You hear this a lot in Utica, a debate over how much of Trump’s campaign talk about refugees will be translated into actual policy. But there’s also growing talk of resisting federal changes that might derail the Utica experiment.
"What happens throughout the country, I can’t control," said Mayor Robert Palmieri. "We certainly can control what happens in Utica New York. I don’t think you’ll see anything differently that where we are at this point. We’re a very warm community.
In a speech on Sunday, New York Governor Andrew Cuomo echoed that idea, saying that his government would resist policies targeting Muslim immigrants and promising that New York will establish new legal protections for refugees and immigrants.
Governor Cuomo promises to defend immigrants and refugees in New York
While it’s still unclear how this will all move forward and what tensions will grow between policy-makers in Washington and refugee resettlement programs here in New York, some advocates in Utica say one impact is already being felt.
"One very important vital part to resettlement here is acquiring jobs," said Chris Sunderlin, who runs the Midtown Utica Community Center, part of the support network for immigrants here.
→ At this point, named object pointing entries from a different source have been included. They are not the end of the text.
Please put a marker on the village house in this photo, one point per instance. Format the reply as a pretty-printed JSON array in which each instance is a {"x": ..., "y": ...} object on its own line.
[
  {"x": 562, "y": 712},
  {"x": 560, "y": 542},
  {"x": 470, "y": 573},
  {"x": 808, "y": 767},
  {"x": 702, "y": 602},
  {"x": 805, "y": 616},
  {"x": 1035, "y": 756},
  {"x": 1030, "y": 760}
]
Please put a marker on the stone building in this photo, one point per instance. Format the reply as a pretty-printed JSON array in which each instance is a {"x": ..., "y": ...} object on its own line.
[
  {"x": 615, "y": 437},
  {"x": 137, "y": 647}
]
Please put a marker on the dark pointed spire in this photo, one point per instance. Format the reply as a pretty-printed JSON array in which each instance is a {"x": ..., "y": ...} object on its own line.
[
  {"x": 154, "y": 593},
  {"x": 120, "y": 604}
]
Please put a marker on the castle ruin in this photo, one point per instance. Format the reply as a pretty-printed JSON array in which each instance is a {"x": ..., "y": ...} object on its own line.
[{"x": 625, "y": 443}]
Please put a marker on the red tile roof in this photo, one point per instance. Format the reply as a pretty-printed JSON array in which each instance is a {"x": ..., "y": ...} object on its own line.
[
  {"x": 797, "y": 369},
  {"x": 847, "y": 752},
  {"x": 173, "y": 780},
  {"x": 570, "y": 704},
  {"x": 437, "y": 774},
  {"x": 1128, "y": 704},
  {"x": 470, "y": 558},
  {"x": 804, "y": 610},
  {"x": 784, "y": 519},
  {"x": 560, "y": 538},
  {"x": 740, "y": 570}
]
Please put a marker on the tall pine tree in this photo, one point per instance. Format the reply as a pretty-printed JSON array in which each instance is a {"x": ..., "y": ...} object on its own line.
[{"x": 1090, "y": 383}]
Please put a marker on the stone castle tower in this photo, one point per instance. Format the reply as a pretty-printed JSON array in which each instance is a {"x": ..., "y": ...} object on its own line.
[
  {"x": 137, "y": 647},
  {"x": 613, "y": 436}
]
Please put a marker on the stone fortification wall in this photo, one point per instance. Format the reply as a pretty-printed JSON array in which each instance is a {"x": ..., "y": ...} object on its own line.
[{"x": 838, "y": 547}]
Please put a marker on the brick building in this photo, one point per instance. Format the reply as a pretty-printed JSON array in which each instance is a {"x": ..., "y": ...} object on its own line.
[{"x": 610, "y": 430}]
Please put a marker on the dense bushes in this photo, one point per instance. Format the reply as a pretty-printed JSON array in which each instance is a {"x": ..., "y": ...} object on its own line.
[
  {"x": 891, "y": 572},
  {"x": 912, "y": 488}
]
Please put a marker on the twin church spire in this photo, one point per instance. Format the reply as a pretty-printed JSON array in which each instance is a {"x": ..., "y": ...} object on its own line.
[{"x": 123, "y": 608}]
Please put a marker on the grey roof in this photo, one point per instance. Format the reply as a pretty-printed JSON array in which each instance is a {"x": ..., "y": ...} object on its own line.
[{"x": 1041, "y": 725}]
He said many of the businesses that hire Bosnians, Somalis and Syrians are located in small towns around Utica. Those business owners are hearing troubling messages about refugees from the President-elect and conservative media. "Their perception of immigrants and refugees is definitely affected by what’s being shown on Fox News," he said.
Sunderlin thinks Utica is a place where people will rally around the generations of Muslim refugees and immigrants who have settled here. He said, "You know as soon as they start making Muslims register, we’re going to be registering. We’re not Muslim, but we’ll be wearing the crescent along with everyone else."